After Ruben's death, Diane's behavior appeared peculiar to Chuck and Brook. William Hue, their attorney, was struck by how bitterly she complained to him when Susan was mentioned in Ruben's obituary. "People say [her motive] was greed," says Roth, "but I think it was obsession. If she couldn't have him, nobody else could."

While she awaits trial, Diane, with Regen, continues to live in the Borchardt home. She has refused to comment about the case. Chuck, now in the permanent custody of his father's sister Barbara Kulow, has transferred to nearby Lake Mills High School to complete his junior year.
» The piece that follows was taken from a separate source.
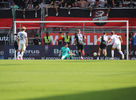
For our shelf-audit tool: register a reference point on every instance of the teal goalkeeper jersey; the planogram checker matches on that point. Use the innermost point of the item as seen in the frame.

Brook, on leave from Madison Area Technical College, is working full-time with the mentally handicapped at a group home in Jefferson.

Meanwhile, Jefferson is bracing for the trials of Diane Borchardt and the three teenage suspects, which are expected to begin next March. Even when legal proceedings are concluded, some fear that Ruben's murder will leave deep and lasting scars. "What made the crime so heinous was that it affected the lives of so many kids," says Krek. "It's unlikely the killers were the only three Diane solicited. It's likely others thought about it for a moment, rejected it and are plagued by the idea 'I almost did the dirts' work. I almost did it.' "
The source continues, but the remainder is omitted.